Le représentant de la Malaisie a expliqué son abstention sur les paragraphes 4 et 16 du dispositif du projet de résolution L.10 avant d’appeler à protéger l’Organisation pour l'interdiction des armes chimiques (OIAC) contre les influences extérieures. 

Le représentant d’Israël a dit avoir appuyé le projet de résolution L.10 car il estime que les lacunes et les contradictions des déclarations syriennes concernant le recours à des armes chimiques sur le sol syrien représentent une grave source de préoccupations.  Tout autre scénario que la destruction complète des infrastructures chimiques syriennes représenterait un échec, a insisté le représentant, qui a salué l’initiative française de partenariat contre l’impunité en cas de recours à des armes chimiques. 

La représentante de l’Inde a indiqué avoir voté en faveur du projet de résolution L.10, compte tenu de l’importance que son pays accorde à la Convention sur l’interdiction des armes chimiques.  Les auteurs d’attaques à l’arme chimique, quels qu’ils soient, doivent rendre des comptes, a-t-elle dit.

Le représentant de la Chine a indiqué avoir voté contre le projet de résolution L.10 car plusieurs questions qu’il soulève auraient dû être résolues par consensus.  Un pays, en outre, n’a pas détruit ses stocks d’armes chimiques à la date butoir, conformément aux engagements pris au titre de la Convention, sapant de fait le régime de cette dernière, a-t-il dit.

Le représentant du Japon a indiqué avoir soutenu le projet de résolution L.10, son pays accordant la plus haute importance à la désignation d’auteurs d’attaques chimiques « où que ce soit, y compris en Malaisie et en Syrie, et par qui que ce soit ». 

Le représentant de la Turquie a déclaré que son pays avait voté en faveur du projet de résolution L.10, la Convention étant un pilier essentiel du mécanisme international de désarmement pour empêcher la perpétration d’attaques chimiques, qui constituent des crimes contre l’humanité.  Le cas de la Syrie continue de nous inquiéter, a-t-il ajouté, exhortant le régime syrien à coopérer avec l’équipe d’enquêteurs de l’OIAC sur les attaques chimiques commises sur le territoire syrien.

Intervenant au nom d’un groupe de pays occidentaux, le représentant des États-Unis a expliqué avoir voté en faveur du projet de résolution L.10 parce qu’il considérait que ce texte venait appuyer le travail de l’Organisation pour l’interdiction des armes chimiques (OIAC) dans les enquêtes qu’elle mène sur les attaques chimiques en Syrie et ailleurs.  Le texte, a-t-il expliqué, vient condamner les récents recours à des substances chimiques en Syrie, en Malaisie, en Iraq et au Royaume-Uni.  Il a exhorté le régime syrien à éliminer sans plus attendre toutes ses armes chimiques.  Il a invité la Fédération de Russie à modifier son propre comportement pour s’assurer que le régime syrien ne fasse plus usage de substances chimiques.  Il a aussi dénoncé le recours à des substances chimiques russes pour causer la mort d’un citoyen britannique. 

Droits de réponse

Le représentant de la République arabe syrienne a accusé Israël d’avoir fourni des substances chimiques et des missiles transportant des ogives chimiques à des terroristes envoyés en Syrie.  Il a estimé ironique qu’Israël, « qui a utilisé toutes les armes chimiques visées par la Convention », ait voté pour le projet de résolution L.10.  C’est, selon lui, la définition même de l’hypocrisie.  Il a, en outre, accusé la Turquie d’avoir formé des terroristes à l’utilisation d’armes chimiques, accusation qu’il a adressée aux États-Unis, au Royaume-Uni et à la France.

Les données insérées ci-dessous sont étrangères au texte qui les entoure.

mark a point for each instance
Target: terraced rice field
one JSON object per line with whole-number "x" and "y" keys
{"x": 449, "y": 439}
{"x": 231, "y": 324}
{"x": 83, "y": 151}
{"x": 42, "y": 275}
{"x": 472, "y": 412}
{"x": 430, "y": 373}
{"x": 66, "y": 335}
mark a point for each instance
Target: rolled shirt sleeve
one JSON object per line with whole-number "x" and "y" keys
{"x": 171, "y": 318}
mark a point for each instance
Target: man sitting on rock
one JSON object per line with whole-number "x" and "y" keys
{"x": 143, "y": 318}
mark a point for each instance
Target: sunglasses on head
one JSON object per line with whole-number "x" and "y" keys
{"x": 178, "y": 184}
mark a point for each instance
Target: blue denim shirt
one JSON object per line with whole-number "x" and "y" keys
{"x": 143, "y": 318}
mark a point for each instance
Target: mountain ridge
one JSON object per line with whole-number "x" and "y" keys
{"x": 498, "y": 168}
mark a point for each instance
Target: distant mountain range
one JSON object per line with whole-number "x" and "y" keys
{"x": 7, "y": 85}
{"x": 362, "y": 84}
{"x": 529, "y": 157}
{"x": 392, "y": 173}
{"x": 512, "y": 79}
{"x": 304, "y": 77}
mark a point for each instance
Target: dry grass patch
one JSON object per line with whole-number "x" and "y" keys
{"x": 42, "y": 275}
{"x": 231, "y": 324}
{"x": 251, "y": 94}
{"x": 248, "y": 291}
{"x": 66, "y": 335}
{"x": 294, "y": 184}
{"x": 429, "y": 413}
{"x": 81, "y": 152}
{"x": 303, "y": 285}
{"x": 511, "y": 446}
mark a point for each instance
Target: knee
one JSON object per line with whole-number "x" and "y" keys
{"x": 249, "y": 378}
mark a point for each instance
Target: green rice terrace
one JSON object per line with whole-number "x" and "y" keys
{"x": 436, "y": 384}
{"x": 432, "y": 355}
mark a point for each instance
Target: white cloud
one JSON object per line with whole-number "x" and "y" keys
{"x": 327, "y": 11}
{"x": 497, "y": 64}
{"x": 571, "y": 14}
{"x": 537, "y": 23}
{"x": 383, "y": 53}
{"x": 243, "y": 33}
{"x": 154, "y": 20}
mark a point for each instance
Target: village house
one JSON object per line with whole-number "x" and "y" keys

Le représentant de la Fédération de Russie a jugé irresponsable l’intervention du représentant américain.  Il a dit qu’aucune preuve n’avait été produite laissant entendre qu’un citoyen russe aurait utilisé une substance chimique qui a provoqué la mort d’un citoyen britannique au Royaume-Uni.  « Nous regrettons cette tragédie qui a touché des ressortissants britanniques et nous étions prêts à participer à une enquête », a-t-il dit, ajoutant qu’il regrettait que les autorités britanniques aient refusé l’offre de collaboration russe pour imposer leur propre vérité.  Il a, en outre, rappelé que les États-Unis continuent de posséder 2 000 tonnes de substances chimiques dangereuses.